2. Nasze Rozwiązanie: Architektura, Która Słucha
Zamiast traktować open-space jako jedną, wielką całość, podeszliśmy do niego jak do ekosystemu mniejszych, połączonych stref. Każda z nich otrzymała własną tożsamość, zdefiniowaną nie przez ściany, ale przez światło, dźwięk i materiał. To rdzeń naszej metody Projektowania Narracyjnego.
Strefowanie Akustyczne
To był nasz priorytet, kluczowy element naszej filozofii projektowania akustyki. W strefie wypoczynkowej zastosowaliśmy ukryte w suficie podwieszanym panele z wełny drzewnej, które "gaszą" pogłos. Ciężkie, gęste zasłony o gramaturze 480 g/m² nie tylko budują nastrój, ale działają jak profesjonalne absorbery akustyczne. Półwysep kuchenny został zaprojektowany jako bariera dźwiękowa, a dobór ultracichych sprzętów AGD był kluczową częścią projektu, a nie dodatkiem.

Światło Narracyjne
Zrezygnowaliśmy z centralnego oświetlenia na rzecz warstw, co jest podstawą naszego podejścia do oświetlenia. Każda strefa ma swoje dedykowane, ciepłe światło (2700K), które można niezależnie kontrolować. Wieczorem, gdy zapalone jest tylko oświetlenie nad stołem i przy sofie, reszta apartamentu tonalnie znika, tworząc niezwykle intymne "wyspy" w dużej przestrzeni. To daje poczucie bezpieczeństwa i spokoju.
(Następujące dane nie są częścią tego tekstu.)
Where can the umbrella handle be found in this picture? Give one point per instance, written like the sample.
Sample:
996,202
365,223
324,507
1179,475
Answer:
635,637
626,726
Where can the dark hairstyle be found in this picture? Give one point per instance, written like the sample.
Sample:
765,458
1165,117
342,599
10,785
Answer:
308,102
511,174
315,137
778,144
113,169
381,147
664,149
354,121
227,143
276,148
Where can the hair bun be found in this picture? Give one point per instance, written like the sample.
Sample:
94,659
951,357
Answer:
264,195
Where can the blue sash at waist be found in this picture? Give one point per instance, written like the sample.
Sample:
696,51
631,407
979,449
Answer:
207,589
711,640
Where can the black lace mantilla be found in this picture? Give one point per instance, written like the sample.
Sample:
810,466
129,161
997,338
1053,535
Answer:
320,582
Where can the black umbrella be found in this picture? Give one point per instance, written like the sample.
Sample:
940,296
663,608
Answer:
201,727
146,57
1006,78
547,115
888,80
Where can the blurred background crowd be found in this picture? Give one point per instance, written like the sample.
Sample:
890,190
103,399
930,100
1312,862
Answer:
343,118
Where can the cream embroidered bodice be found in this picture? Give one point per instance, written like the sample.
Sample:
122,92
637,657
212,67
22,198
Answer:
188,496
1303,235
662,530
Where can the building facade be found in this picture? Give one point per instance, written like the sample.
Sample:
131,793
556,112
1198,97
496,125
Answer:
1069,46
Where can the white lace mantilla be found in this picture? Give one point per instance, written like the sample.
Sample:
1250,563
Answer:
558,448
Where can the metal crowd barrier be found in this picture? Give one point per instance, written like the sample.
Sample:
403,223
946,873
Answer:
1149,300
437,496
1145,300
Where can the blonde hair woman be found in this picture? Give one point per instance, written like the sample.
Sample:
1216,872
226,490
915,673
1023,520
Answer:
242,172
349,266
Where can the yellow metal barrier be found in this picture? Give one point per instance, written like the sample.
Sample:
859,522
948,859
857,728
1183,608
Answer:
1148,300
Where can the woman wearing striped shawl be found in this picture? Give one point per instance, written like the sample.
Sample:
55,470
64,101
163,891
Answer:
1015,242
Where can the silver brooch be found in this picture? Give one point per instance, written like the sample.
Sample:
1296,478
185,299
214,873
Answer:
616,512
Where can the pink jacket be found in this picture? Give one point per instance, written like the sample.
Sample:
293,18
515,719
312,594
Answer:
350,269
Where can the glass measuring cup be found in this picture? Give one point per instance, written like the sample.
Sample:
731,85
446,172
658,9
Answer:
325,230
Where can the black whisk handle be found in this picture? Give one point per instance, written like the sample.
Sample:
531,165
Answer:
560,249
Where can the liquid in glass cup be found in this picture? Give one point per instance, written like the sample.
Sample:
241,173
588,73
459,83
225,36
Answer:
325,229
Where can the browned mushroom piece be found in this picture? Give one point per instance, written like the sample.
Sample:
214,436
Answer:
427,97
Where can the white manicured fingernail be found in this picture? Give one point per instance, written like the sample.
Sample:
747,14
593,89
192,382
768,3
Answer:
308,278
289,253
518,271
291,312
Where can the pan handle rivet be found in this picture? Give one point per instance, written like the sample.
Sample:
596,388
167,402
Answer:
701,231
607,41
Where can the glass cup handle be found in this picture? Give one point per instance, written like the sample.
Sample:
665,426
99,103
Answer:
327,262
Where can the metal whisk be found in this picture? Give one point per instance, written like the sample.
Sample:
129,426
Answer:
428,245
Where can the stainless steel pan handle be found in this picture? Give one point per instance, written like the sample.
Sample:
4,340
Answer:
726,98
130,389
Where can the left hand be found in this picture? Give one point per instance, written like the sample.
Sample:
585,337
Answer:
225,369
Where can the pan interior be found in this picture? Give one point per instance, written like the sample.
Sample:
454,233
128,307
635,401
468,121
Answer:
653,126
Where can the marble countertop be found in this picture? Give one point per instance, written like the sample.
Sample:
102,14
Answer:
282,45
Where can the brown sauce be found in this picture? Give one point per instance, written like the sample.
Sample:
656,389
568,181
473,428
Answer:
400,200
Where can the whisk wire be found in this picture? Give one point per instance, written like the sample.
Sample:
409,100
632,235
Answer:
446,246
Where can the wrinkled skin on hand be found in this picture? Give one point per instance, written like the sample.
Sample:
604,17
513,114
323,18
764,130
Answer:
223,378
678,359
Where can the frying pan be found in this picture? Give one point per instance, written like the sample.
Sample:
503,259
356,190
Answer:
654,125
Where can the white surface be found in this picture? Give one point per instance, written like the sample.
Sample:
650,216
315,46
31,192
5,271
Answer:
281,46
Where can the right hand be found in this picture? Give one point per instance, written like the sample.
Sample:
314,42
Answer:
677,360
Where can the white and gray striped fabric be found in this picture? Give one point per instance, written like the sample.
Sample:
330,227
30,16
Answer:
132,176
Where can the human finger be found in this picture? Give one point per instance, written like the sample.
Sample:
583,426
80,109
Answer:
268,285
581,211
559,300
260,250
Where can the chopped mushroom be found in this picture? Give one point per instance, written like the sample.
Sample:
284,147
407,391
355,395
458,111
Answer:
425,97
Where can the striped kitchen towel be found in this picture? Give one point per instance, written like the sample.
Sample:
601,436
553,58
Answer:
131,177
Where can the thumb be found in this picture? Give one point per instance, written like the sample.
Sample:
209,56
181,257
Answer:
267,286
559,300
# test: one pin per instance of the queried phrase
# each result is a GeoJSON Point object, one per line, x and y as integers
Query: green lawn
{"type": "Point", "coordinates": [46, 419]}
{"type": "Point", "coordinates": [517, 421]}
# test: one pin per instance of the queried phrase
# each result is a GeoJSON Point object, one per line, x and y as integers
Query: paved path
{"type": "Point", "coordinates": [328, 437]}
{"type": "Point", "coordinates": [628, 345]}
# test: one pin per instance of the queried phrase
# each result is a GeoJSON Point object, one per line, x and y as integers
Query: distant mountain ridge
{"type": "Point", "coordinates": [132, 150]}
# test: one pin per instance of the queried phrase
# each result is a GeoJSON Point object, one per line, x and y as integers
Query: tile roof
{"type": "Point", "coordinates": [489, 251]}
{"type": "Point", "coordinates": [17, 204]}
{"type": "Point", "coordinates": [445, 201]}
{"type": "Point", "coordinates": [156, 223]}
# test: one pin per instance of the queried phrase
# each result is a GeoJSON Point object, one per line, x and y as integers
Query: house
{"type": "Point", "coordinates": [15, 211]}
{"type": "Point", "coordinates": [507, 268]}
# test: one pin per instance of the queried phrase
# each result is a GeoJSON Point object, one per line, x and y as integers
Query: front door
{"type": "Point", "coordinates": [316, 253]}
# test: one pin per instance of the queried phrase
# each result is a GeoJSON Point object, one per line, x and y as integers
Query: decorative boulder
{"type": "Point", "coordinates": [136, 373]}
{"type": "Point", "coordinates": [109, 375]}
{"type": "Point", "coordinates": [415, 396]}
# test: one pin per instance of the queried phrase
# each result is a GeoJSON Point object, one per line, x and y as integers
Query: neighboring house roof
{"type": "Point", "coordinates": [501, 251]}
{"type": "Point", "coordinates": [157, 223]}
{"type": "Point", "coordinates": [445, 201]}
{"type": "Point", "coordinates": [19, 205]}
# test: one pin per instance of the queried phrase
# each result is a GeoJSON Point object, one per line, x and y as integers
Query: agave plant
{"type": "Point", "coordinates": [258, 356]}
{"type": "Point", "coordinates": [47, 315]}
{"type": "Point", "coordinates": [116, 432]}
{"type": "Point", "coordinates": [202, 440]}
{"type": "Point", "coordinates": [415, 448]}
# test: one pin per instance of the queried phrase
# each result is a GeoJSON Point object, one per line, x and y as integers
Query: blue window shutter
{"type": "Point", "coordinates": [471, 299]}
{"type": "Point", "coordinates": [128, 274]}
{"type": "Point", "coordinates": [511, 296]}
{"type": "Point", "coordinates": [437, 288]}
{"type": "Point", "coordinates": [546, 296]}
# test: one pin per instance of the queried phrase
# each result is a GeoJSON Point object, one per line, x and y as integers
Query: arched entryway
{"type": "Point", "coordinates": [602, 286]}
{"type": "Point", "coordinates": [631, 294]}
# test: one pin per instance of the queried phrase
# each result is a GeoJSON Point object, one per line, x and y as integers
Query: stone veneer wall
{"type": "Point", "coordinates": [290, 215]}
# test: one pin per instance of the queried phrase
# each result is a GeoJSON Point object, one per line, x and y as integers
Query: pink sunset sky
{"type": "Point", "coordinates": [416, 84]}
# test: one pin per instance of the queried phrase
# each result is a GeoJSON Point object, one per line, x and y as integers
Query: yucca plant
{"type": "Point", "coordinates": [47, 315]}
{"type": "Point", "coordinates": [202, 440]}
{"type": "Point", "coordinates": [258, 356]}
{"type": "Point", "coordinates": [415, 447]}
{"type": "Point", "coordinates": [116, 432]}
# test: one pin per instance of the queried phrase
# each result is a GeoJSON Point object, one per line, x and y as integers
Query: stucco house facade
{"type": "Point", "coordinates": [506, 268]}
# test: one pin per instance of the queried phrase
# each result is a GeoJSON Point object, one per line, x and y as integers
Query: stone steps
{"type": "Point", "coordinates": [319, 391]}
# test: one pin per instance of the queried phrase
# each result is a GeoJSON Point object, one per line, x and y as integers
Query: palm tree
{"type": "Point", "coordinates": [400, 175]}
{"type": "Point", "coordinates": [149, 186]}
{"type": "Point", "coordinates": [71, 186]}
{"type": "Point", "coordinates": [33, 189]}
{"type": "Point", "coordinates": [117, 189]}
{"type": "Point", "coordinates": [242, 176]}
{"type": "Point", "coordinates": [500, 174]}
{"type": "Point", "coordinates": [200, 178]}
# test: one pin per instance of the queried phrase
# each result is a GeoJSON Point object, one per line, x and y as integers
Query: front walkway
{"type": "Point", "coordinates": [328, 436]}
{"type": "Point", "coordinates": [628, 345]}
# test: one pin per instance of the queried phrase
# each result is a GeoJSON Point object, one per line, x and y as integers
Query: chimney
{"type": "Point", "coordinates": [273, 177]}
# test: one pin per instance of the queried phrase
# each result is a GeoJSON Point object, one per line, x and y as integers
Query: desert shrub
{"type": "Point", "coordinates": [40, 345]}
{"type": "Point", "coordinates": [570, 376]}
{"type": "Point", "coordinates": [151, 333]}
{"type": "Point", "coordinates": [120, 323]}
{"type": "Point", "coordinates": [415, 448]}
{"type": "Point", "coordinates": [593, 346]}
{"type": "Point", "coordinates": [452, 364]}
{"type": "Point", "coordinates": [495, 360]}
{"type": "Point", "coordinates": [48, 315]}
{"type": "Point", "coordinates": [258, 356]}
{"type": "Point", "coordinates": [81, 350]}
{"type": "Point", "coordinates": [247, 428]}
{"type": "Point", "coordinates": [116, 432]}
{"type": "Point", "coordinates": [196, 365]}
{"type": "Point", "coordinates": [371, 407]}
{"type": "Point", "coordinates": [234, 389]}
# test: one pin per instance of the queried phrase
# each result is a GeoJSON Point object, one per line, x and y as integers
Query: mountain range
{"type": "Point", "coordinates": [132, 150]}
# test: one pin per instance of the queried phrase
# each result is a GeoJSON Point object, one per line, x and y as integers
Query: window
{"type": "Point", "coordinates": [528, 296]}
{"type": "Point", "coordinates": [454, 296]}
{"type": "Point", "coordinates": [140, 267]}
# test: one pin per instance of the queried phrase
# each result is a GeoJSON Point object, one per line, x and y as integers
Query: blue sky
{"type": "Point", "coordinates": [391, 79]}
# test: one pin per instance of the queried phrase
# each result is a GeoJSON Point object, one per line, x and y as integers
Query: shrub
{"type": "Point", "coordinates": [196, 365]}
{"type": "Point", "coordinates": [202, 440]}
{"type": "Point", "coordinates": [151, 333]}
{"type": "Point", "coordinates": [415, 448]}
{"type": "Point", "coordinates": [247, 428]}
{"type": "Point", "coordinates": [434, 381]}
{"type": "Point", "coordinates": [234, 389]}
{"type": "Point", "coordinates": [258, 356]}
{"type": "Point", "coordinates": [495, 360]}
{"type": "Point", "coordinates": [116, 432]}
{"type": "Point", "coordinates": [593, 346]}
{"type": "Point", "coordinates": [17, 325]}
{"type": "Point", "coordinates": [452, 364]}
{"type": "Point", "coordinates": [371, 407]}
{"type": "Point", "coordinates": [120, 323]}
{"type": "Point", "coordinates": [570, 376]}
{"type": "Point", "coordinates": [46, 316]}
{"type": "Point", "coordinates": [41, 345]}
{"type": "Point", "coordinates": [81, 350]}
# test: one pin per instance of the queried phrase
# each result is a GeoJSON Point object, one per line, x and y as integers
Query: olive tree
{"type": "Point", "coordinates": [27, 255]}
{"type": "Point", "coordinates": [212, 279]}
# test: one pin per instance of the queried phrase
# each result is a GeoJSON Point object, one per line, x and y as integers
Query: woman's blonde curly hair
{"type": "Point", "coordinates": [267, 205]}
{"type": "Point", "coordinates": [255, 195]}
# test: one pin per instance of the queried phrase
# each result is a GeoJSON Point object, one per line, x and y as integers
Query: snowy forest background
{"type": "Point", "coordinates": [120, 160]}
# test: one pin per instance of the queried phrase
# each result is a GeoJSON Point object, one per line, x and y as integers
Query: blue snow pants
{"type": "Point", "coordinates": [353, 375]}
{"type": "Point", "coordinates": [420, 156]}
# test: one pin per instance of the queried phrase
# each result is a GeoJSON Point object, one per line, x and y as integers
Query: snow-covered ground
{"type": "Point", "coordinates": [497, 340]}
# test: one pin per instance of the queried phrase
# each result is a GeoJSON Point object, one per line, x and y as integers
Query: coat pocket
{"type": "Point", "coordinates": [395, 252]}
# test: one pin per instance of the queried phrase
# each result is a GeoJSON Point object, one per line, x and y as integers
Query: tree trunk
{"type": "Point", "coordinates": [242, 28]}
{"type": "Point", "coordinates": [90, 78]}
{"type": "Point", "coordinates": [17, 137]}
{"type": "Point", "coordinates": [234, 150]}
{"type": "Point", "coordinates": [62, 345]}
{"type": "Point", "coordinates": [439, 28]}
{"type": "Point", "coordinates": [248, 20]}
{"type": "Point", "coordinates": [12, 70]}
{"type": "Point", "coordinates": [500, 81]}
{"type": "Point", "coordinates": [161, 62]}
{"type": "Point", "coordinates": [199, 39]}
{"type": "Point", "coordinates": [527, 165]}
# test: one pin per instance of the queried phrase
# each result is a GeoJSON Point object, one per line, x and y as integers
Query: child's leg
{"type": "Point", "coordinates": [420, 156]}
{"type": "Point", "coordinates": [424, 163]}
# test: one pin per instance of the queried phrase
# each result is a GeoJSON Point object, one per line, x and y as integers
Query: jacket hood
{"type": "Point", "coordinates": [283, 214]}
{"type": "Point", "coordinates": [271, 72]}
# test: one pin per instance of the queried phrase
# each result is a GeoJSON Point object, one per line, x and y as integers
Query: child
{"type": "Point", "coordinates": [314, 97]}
3. Rezultat: Azyl, Nie Scenografia
Finalny efekt przekroczył oczekiwania. Czas pogłosu w strefie dziennej został zredukowany o ponad 60%, co sprawia, że rozmowy są komfortowe, a muzyka brzmi czysto. Wnętrze jest otwarte, ale nie przytłaczające. Każda strefa ma swój charakter, a całość jest spójna wizualnie i funkcjonalnie.
Najważniejszy sukces, jak określili to sami Inwestorzy: "Wracamy do domu i czujemy, jak spada z nas napięcie. Ta przestrzeń nas reguluje. To jest prawdziwy luksus."